L’hypocrisie manifestée par les religions qui promouvaient ou toléraient l’esclavage a polarisé les esclaves et leurs propriétaires non seulement en différents groupes sociaux, mais aussi en différentes religions ; les buckra (comme les esclaves appelaient les hommes blancs) avaient tendance à être de foi anglicane, tandis que les esclaves penchaient davantage vers les églises moraves ou méthodistes, qui prêchaient la liberté.
Sur son site Internet, le Musée national des îles Turques et Caïques note :
« Cette société contradictoire, d'un côté les propriétaires d'esclaves se déclarant religieux, de l'autre refusant aux esclaves le moindre respect, semble être présente dans toute la société esclavagiste des Antilles.
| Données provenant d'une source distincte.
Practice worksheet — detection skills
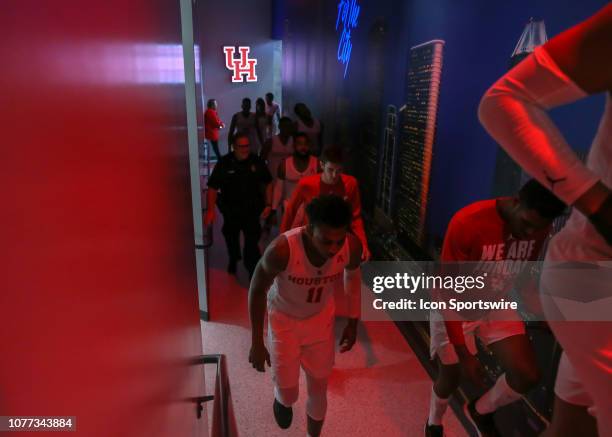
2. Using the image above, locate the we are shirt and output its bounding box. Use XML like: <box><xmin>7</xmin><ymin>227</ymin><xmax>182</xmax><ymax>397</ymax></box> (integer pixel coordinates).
<box><xmin>440</xmin><ymin>199</ymin><xmax>550</xmax><ymax>344</ymax></box>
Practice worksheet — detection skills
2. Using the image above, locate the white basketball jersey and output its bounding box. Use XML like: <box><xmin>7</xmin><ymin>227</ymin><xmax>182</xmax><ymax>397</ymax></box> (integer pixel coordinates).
<box><xmin>268</xmin><ymin>227</ymin><xmax>350</xmax><ymax>319</ymax></box>
<box><xmin>284</xmin><ymin>156</ymin><xmax>319</xmax><ymax>199</ymax></box>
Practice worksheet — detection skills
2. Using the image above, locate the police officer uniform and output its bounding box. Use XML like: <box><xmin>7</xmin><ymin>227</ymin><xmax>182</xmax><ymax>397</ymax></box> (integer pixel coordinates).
<box><xmin>208</xmin><ymin>152</ymin><xmax>272</xmax><ymax>274</ymax></box>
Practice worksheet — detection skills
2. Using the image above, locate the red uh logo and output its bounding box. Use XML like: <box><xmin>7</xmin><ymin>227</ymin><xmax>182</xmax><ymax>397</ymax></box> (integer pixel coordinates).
<box><xmin>223</xmin><ymin>46</ymin><xmax>257</xmax><ymax>82</ymax></box>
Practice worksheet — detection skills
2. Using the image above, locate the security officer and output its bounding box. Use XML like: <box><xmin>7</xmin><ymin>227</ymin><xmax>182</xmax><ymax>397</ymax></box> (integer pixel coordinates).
<box><xmin>204</xmin><ymin>133</ymin><xmax>273</xmax><ymax>277</ymax></box>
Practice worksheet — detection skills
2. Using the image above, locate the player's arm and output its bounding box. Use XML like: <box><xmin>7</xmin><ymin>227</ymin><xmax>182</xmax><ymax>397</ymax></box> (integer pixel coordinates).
<box><xmin>227</xmin><ymin>114</ymin><xmax>236</xmax><ymax>148</ymax></box>
<box><xmin>349</xmin><ymin>179</ymin><xmax>370</xmax><ymax>261</ymax></box>
<box><xmin>261</xmin><ymin>138</ymin><xmax>272</xmax><ymax>161</ymax></box>
<box><xmin>255</xmin><ymin>118</ymin><xmax>264</xmax><ymax>156</ymax></box>
<box><xmin>440</xmin><ymin>216</ymin><xmax>485</xmax><ymax>387</ymax></box>
<box><xmin>280</xmin><ymin>181</ymin><xmax>305</xmax><ymax>233</ymax></box>
<box><xmin>478</xmin><ymin>5</ymin><xmax>612</xmax><ymax>244</ymax></box>
<box><xmin>340</xmin><ymin>234</ymin><xmax>362</xmax><ymax>353</ymax></box>
<box><xmin>204</xmin><ymin>161</ymin><xmax>225</xmax><ymax>226</ymax></box>
<box><xmin>249</xmin><ymin>235</ymin><xmax>289</xmax><ymax>372</ymax></box>
<box><xmin>272</xmin><ymin>159</ymin><xmax>285</xmax><ymax>210</ymax></box>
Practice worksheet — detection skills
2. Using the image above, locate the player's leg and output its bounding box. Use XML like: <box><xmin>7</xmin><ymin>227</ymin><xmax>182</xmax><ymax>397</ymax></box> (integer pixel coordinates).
<box><xmin>425</xmin><ymin>356</ymin><xmax>461</xmax><ymax>437</ymax></box>
<box><xmin>540</xmin><ymin>396</ymin><xmax>598</xmax><ymax>437</ymax></box>
<box><xmin>221</xmin><ymin>214</ymin><xmax>241</xmax><ymax>274</ymax></box>
<box><xmin>306</xmin><ymin>373</ymin><xmax>328</xmax><ymax>437</ymax></box>
<box><xmin>425</xmin><ymin>312</ymin><xmax>476</xmax><ymax>437</ymax></box>
<box><xmin>550</xmin><ymin>321</ymin><xmax>612</xmax><ymax>437</ymax></box>
<box><xmin>475</xmin><ymin>320</ymin><xmax>540</xmax><ymax>415</ymax></box>
<box><xmin>242</xmin><ymin>215</ymin><xmax>261</xmax><ymax>277</ymax></box>
<box><xmin>542</xmin><ymin>353</ymin><xmax>597</xmax><ymax>437</ymax></box>
<box><xmin>299</xmin><ymin>304</ymin><xmax>335</xmax><ymax>437</ymax></box>
<box><xmin>268</xmin><ymin>310</ymin><xmax>300</xmax><ymax>429</ymax></box>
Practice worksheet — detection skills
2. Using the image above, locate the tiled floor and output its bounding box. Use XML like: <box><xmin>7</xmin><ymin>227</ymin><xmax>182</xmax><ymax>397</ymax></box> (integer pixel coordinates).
<box><xmin>202</xmin><ymin>217</ymin><xmax>467</xmax><ymax>437</ymax></box>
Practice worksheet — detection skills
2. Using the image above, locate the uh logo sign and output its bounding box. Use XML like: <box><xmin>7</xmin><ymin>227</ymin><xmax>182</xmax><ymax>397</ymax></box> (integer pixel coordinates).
<box><xmin>223</xmin><ymin>46</ymin><xmax>257</xmax><ymax>82</ymax></box>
Il est étrange que les propriétaires aient semblé passer par un processus visant à rendre les esclaves légitimes aux yeux de Dieu en les baptisant tout en limitant leurs droits à être traités de manière égale et équitable.
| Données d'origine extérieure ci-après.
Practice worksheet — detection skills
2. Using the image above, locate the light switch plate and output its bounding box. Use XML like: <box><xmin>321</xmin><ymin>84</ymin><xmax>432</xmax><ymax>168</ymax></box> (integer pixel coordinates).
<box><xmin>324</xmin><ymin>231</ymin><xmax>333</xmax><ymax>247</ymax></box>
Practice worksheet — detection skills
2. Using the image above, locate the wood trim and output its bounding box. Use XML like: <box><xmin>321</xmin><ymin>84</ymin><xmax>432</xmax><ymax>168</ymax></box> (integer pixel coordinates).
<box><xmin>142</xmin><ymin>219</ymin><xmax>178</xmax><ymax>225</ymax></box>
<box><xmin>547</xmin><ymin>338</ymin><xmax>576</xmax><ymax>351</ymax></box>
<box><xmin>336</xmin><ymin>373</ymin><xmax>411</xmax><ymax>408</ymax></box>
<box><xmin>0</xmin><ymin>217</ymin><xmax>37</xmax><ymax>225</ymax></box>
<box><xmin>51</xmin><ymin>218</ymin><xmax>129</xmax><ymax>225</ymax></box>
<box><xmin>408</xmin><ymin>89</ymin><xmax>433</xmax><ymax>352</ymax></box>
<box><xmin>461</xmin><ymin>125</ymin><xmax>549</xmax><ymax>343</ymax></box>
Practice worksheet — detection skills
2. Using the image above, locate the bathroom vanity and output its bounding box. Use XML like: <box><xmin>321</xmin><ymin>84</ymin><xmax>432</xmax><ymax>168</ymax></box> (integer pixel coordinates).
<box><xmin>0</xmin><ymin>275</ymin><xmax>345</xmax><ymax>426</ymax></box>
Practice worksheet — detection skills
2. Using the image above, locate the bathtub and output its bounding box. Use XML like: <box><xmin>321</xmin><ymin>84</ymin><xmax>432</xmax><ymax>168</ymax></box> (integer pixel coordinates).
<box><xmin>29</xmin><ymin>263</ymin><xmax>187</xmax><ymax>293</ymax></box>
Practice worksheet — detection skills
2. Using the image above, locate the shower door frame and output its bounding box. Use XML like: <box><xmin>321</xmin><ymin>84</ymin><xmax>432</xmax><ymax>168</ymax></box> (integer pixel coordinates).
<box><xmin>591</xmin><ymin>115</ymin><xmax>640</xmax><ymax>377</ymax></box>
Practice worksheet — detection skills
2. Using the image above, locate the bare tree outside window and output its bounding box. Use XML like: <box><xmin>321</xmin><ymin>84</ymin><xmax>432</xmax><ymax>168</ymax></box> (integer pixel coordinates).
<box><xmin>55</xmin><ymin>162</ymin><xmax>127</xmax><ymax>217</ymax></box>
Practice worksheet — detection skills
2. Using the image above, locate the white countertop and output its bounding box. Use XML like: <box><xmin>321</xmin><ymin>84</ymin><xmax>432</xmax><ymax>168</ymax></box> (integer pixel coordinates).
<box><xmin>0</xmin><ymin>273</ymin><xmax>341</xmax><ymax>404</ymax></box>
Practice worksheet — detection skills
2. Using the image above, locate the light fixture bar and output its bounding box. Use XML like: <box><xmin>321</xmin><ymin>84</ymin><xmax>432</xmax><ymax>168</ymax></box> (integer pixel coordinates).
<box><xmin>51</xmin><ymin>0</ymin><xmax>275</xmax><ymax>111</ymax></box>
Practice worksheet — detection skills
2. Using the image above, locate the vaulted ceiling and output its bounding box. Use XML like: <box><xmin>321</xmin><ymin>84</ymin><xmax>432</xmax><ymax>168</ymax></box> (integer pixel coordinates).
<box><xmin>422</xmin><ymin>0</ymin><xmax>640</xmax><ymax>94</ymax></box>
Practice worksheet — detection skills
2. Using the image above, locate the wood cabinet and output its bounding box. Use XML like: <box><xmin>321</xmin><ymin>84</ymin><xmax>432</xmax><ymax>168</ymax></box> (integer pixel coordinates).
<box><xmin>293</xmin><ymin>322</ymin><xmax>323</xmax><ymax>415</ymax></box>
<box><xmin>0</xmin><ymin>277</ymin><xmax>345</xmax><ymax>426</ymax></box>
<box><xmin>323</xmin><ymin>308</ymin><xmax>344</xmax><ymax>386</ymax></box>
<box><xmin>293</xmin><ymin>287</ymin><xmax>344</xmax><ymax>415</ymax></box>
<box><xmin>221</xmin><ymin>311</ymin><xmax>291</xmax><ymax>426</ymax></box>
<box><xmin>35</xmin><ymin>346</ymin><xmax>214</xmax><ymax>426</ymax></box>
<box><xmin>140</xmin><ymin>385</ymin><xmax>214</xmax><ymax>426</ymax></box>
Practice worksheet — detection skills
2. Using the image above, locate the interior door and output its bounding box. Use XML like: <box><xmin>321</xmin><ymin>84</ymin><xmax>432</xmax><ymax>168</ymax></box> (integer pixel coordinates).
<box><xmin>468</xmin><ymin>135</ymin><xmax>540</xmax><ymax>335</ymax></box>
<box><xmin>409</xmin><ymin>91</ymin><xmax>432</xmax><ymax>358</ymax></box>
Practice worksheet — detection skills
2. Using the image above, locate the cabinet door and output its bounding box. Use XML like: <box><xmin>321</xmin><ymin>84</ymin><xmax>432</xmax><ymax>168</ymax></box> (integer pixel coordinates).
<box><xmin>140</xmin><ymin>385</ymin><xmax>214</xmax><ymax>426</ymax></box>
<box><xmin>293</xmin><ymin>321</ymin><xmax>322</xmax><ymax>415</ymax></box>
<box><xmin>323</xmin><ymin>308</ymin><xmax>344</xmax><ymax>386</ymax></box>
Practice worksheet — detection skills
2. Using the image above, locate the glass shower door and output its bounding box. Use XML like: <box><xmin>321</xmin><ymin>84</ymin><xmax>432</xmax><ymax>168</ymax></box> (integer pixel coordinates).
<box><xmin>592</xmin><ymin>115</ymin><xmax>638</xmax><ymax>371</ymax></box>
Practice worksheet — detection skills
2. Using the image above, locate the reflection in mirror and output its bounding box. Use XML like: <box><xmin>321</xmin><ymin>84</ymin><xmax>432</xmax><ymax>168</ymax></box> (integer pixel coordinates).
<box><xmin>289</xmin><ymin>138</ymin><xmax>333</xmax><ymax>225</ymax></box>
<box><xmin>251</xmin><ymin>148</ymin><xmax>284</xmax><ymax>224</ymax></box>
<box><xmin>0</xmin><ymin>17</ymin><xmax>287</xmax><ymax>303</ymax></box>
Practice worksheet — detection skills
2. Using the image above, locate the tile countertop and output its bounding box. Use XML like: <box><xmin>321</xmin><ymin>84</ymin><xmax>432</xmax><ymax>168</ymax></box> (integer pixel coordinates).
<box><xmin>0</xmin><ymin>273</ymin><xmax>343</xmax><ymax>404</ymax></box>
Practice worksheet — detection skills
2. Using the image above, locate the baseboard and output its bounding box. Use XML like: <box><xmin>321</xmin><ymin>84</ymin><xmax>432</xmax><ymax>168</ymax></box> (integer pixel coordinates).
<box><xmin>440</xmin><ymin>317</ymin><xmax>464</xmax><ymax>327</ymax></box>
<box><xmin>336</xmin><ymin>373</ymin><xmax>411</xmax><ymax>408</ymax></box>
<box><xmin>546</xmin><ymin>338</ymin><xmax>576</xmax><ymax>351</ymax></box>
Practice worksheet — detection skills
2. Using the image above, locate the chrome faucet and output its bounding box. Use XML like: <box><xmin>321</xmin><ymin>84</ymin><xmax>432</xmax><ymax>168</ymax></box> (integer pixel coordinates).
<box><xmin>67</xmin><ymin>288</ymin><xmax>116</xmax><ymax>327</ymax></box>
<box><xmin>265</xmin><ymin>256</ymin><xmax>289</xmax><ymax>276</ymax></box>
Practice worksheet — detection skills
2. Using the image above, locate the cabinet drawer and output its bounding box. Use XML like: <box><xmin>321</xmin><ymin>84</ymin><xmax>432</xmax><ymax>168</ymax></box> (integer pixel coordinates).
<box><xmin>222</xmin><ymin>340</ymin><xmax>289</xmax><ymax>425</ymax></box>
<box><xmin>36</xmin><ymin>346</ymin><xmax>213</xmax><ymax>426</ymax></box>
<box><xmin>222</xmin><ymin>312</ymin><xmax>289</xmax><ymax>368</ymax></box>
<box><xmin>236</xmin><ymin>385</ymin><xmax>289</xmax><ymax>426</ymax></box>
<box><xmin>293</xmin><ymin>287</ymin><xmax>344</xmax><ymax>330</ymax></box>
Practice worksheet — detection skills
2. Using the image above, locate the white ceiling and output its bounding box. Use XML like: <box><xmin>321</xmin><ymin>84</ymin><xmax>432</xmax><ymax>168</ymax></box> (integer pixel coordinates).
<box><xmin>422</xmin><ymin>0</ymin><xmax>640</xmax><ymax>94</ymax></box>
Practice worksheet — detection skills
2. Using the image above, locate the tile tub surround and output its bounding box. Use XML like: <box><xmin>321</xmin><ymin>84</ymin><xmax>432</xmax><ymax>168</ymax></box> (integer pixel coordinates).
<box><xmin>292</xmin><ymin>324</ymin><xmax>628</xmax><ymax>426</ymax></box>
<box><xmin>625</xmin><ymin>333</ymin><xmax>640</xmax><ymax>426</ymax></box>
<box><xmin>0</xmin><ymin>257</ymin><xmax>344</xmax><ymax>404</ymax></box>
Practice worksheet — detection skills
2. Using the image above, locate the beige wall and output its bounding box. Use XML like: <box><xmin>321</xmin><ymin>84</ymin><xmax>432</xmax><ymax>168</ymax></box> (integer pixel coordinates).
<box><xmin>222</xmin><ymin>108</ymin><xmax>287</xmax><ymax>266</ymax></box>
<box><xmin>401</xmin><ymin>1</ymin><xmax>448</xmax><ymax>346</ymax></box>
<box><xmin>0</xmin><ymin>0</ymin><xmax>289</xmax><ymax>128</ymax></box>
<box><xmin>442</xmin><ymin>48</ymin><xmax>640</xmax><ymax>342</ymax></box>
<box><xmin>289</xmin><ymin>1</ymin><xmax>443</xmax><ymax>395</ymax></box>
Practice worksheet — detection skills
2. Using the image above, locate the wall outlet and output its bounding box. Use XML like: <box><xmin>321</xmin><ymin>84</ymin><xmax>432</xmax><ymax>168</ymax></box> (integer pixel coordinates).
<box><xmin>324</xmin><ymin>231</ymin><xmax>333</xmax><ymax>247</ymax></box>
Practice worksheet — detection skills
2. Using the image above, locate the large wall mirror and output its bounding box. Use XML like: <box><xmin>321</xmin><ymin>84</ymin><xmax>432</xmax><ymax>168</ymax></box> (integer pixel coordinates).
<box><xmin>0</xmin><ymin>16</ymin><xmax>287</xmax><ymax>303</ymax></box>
Qu’a produit ce choc des cultures, des aliments et des religions ? Les Belongers sont aujourd’hui le résultat d’un mélange de cultures contradictoires ; ils sont les descendants de différentes populations d’esclaves qui ont été réinstallées de force pour être exploitées à des fins de travail. Les mariages mixtes et le mélange successif d'immigrants d'Haïti et de Saint-Domingue ont abouti à une population composée à 90 % de noirs et à 10 % de métisses et « autres ». Leur histoire commence donc avec un peuple qui n'avait pas « sa place » dans ces îles des Caraïbes.
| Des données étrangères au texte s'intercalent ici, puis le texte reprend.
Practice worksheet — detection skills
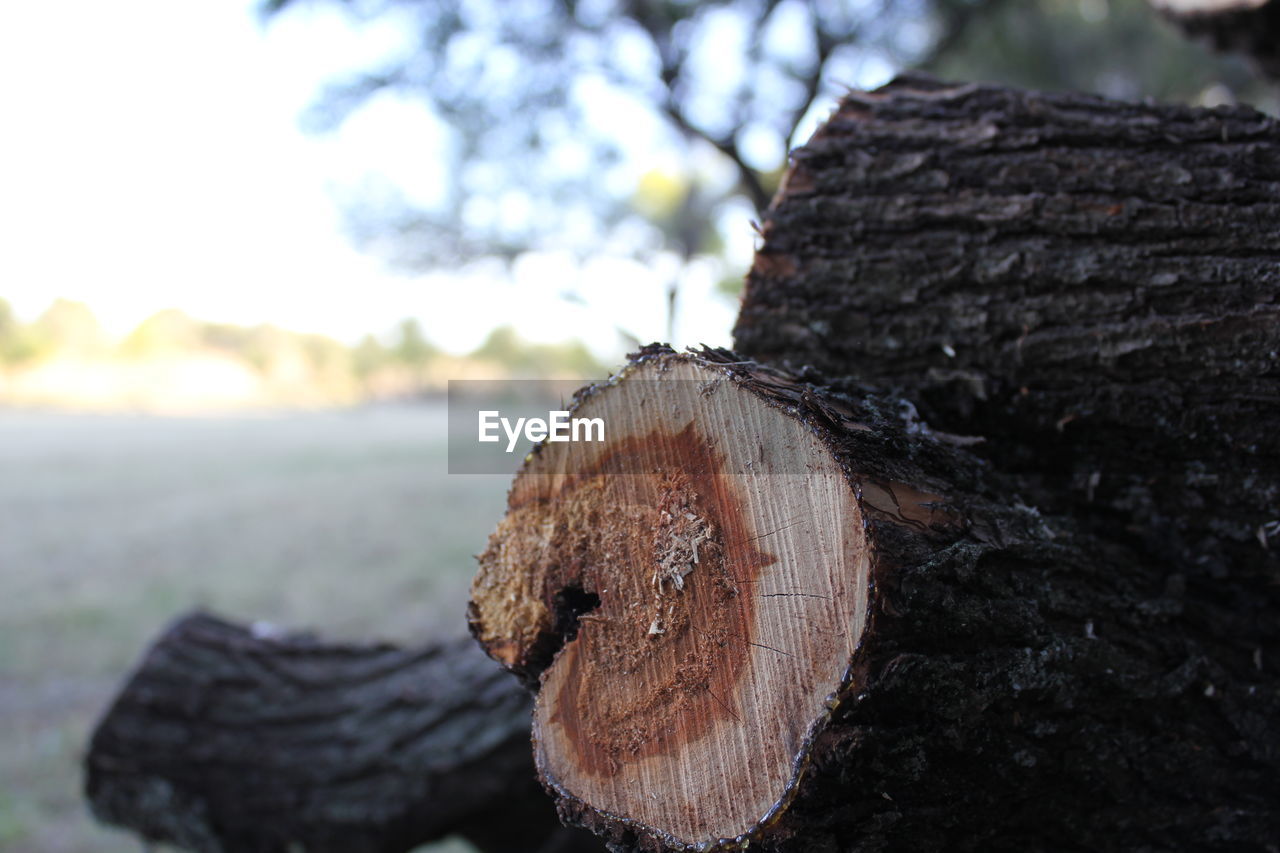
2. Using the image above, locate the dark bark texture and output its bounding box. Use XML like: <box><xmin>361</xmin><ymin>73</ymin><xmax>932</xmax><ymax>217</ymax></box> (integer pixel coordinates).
<box><xmin>1151</xmin><ymin>0</ymin><xmax>1280</xmax><ymax>79</ymax></box>
<box><xmin>86</xmin><ymin>613</ymin><xmax>599</xmax><ymax>853</ymax></box>
<box><xmin>735</xmin><ymin>77</ymin><xmax>1280</xmax><ymax>691</ymax></box>
<box><xmin>561</xmin><ymin>348</ymin><xmax>1280</xmax><ymax>852</ymax></box>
La plupart supposeraient que leur langue est l’anglais ; cependant, le site Web « Ethnologue Languages of the World » le définit comme un « créole des îles Turques et Caïques » basé en anglais, une autre caractéristique déterminante des Belongers. Un Appartenant de naissance bénéficie d'un certain nombre de privilèges : certains emplois doivent être occupés uniquement par des Appartenants ; ils peuvent également accepter librement un emploi sans permis de travail.
Cependant, comme les îles Turques et Caïques ne sont pas un pays indépendant, elles ne peuvent pas conférer la citoyenneté. L'appartenance est autorisée à demander le statut de « citoyenneté du territoire britannique d'outre-mer », comme l'indique Wikipédia. Cela ne confère cependant pas la citoyenneté britannique aux Belonger, ni ne leur donne le droit de résider au Royaume-Uni.
Les Appartenants d'aujourd'hui habitent un monde qui leur est propre, mais leur monde ne leur « appartient » pas vraiment. Ils sont gouvernés par un autre pays, et leur riche culture et leur histoire culinaire et folklorique sont mises de côté par une jeune génération en quête d'études supérieures et d'une « évasion » des îles et de leur vie simple. Le monde extérieur, sous la forme de touristes et du besoin impérieux d’importations et de revenus, érode rapidement leurs coutumes et leur cuisine uniques, leurs traditions de guérison naturelle et le souvenir du dur creuset qui a formé les habitants des îles Turques et Caïques. Les habitants des îles Turques et Caïques ne sont pas si différents de vous et moi, si nous nous souvenons de regarder le passé qui a façonné la personne que nous sommes aujourd'hui.